Dunaway was puzzled about her character’s motivation, and by all accounts, got little guidance from Polanski. He would shout, ‘Say the fucking words. Your salary is your motivation.’ Things came to a head two weeks into shooting. According to Polanski, ‘There was one hair that would stick out from her hairdo and catch the light and I was trying to get rid of it, trying to flatten it and it would not stay.’ Polanski walked around behind her and plucked the hair. Dunaway screamed, ‘That motherfucker plucked my hair!’ and stormed off the set. Polanski did the same.
Evans arranged a truce between the director and his leading lady, but it didn’t last long. ‘There was a scene where she gets in the car after seeing her daughter, and Jack is in the car waiting for her and scares the shit out of her,’ recalls John Alonzo, the DP. ‘She kept saying to Roman, ‘Roman, I have to pee. I have to pee.’ ‘No. No. You stay there. You stay there. We shoot, we shoot.’ And then he said, ‘Roll the window down. I got to talk to you. You’re turning too far right.

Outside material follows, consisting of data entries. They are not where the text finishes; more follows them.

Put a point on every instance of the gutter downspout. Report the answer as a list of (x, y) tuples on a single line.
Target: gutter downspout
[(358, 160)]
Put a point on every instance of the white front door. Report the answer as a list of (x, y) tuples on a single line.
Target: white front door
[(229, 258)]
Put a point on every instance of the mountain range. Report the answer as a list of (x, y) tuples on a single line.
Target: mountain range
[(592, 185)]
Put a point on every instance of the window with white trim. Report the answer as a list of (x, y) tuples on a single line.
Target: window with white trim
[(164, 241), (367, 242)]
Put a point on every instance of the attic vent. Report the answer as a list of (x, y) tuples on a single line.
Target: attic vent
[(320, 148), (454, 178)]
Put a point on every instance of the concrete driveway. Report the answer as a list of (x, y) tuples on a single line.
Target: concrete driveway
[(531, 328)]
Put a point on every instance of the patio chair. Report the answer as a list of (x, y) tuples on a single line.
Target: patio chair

Don’t look at Jack, look ahead.’ Then she threw a coffee-cup full of liquid in Roman’s face. He said, ‘You cunt, that’s piss!’ And she said, ‘Yes, you little putz,’ and rolled the window up. We were all speculating that maybe Jack peed in the cup for her. [Or maybe] she had a small bladder or something.”
-excerpted from Peter Biskind’s Easy Riders, Raging Bulls
Joan Crawford (top left) and Bette Davis (right, with cigarette) at a reading rehearsal for Whatever Happened to Baby Jane? (1962)
“One day I was given 20 minues to shoot [the Baby Jane reading rehearsal] from the catwalk above. At the time, Crawford was married to the president of Pepsi-Cola. A Pepsi bottle was next to her at all times, and she occasionally sipped from it. Without even looking upward, she sensed my movements on the catwalk - and while reading her lines, she would deftly move the bottle & its logo so that none of the other actors would obscure it in my shots.
In this shot, Crawford and Davis seem quite affable. They each had a portable dressing room. Crawford wanted certain adjustments made. She wanted a ledge for her social secretary to put papers on, and an air-conditioner. She also wanted several other things. She had the men take care of it. As they left Crawford’s dressing room with their tools, Davis just stood a few feet away watching. One of the grips said, ‘Hey Bette, anything we can do for you?’ She said, ‘No, thank you. Dressing rooms don’t make pictures.’
After the wrap each evening, Crawford would leave the sound stage followed by her entourage: hairdresser, makeup man, costumer, social secretary. Davis just left with Davis.”